Exorbitante Preissprünge bei Öl und Gas will man für Wirtschaft, Industrie und Haushalte künftig besser abfedern. Mit einer stärkeren Koordination unter den Mitgliedstaaten, einer beschleunigten Umstellung auf saubere Energie sowie mehr Elektrifizierung aus heimischer Produktion will die EU sich widerstandsfähiger gegen neue Preisschocks aufstellen.
Inhaltsverzeichnis
- AccelerateEU soll Folgen der Energiekrise in Europa abmildern
- EU-Kommission setzt auf erneuerbare Energien und Elektrifizierung
- Mehr Koordinierung der Mitgliedstaaten bei Gas, Öl und Kraftstoffen
- Befristete Beihilfen sollen Haushalte und Industrie in der Energiekrise entlasten
- Aktionsplan zur Elektrifizierung soll noch vor dem Sommer kommen
- Netzausbau in Europa soll Energiekosten senken
- Öffentliche und private Investitionen für Netzausbau ankurbeln
AccelerateEU soll Folgen der Energiekrise in Europa abmildern
Die Brüsseler Behörde verabschiedete die 17-seitige Mitteilung „AccelerateEU“ am 22. April 2026. Hintergrund sind die extremen Verteuerungen an den globalen Energiemärkten und die unabsehbaren Folgen der Sperrung der Straße von Hormus für den Schiffsverkehr.

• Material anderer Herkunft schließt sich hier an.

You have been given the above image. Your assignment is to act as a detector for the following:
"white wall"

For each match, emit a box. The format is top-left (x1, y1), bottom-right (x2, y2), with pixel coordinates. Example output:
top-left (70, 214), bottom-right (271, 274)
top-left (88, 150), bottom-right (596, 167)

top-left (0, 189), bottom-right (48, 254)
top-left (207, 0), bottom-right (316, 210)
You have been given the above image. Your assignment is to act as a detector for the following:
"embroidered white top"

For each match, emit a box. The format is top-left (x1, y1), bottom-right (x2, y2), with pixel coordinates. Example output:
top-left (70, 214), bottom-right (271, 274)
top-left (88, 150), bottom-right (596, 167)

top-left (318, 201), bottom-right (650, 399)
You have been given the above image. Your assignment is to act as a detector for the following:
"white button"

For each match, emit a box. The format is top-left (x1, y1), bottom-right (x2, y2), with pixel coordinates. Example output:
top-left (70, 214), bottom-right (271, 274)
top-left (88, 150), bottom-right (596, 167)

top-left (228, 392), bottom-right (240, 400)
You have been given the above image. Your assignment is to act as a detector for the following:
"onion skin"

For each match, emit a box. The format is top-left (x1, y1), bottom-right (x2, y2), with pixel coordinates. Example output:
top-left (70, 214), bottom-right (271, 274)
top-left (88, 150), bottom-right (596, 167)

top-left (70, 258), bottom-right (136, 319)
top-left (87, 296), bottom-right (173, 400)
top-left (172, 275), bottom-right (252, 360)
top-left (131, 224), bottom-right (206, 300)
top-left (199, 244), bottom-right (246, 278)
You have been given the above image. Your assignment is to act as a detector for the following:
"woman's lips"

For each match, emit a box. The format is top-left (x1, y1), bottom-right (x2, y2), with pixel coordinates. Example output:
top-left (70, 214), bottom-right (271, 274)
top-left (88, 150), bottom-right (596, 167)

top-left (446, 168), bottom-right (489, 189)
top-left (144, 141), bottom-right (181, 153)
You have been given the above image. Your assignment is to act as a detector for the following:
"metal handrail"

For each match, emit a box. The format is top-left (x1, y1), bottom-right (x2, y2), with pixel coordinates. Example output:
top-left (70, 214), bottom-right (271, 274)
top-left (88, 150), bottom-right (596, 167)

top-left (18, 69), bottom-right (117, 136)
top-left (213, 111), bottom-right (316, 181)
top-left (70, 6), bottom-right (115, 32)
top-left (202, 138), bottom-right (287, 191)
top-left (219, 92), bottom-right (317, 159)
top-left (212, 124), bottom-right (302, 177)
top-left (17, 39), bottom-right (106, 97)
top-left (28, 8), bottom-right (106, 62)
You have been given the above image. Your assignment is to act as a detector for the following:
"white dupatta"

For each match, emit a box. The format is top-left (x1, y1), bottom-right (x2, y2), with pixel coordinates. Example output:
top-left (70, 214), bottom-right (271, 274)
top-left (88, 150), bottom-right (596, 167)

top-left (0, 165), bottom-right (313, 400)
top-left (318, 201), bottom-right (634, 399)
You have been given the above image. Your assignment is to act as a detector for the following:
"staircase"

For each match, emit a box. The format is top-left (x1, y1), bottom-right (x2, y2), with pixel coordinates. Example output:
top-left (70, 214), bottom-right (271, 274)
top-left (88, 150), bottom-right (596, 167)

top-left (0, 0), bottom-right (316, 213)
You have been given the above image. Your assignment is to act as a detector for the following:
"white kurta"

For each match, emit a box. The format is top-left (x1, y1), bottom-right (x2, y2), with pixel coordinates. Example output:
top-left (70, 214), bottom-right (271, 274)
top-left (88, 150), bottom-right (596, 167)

Seit Beginn der Eskalation im Nahen Osten musste die EU nach Angaben der Kommission zusätzliche 24 Mrd. € für Energieimporte ausgeben.
„Selbst wenn die Feindseligkeiten sofort eingestellt würden, werden die Unterbrechungen der Energieversorgung aus dem Golf auf absehbare Zeit anhalten“, so Teresa Ribera, Vizepräsidentin der EU-Kommission. Nach der Verabschiedung des Kommissionsdokuments am Mittwoch stand die ehemalige spanische Energieministerin zusammen mit EU-Energiekommissar Dan Jørgensen Rede und Antwort. Beide unterstrichen, dass Europa aus Sicht der Kommission schneller aus der Abhängigkeit von fossilen Brennstoffen herauskommen müsse.
EU-Kommission setzt auf erneuerbare Energien und Elektrifizierung
Im Dokument „AccelerateEU“ stehen vor allem der Ausbau erneuerbarer Energien, angepasste Netzinfrastrukturen und eine stärkere Elektrifizierung im Fokus. Unter dem Stichwort kohlenstoffarme Energiegewinnung thematisiert das Dokument die weitere Nutzung der Kernenergie in den EU-Staaten nur am Rande. Wohl wissend, dass die EU-Staaten ihre Kompetenzen bei der Wahl des nationalen Energiemixes wie ihren Augapfel hüten und nicht gewillt sind, diese an Brüssel abzugeben.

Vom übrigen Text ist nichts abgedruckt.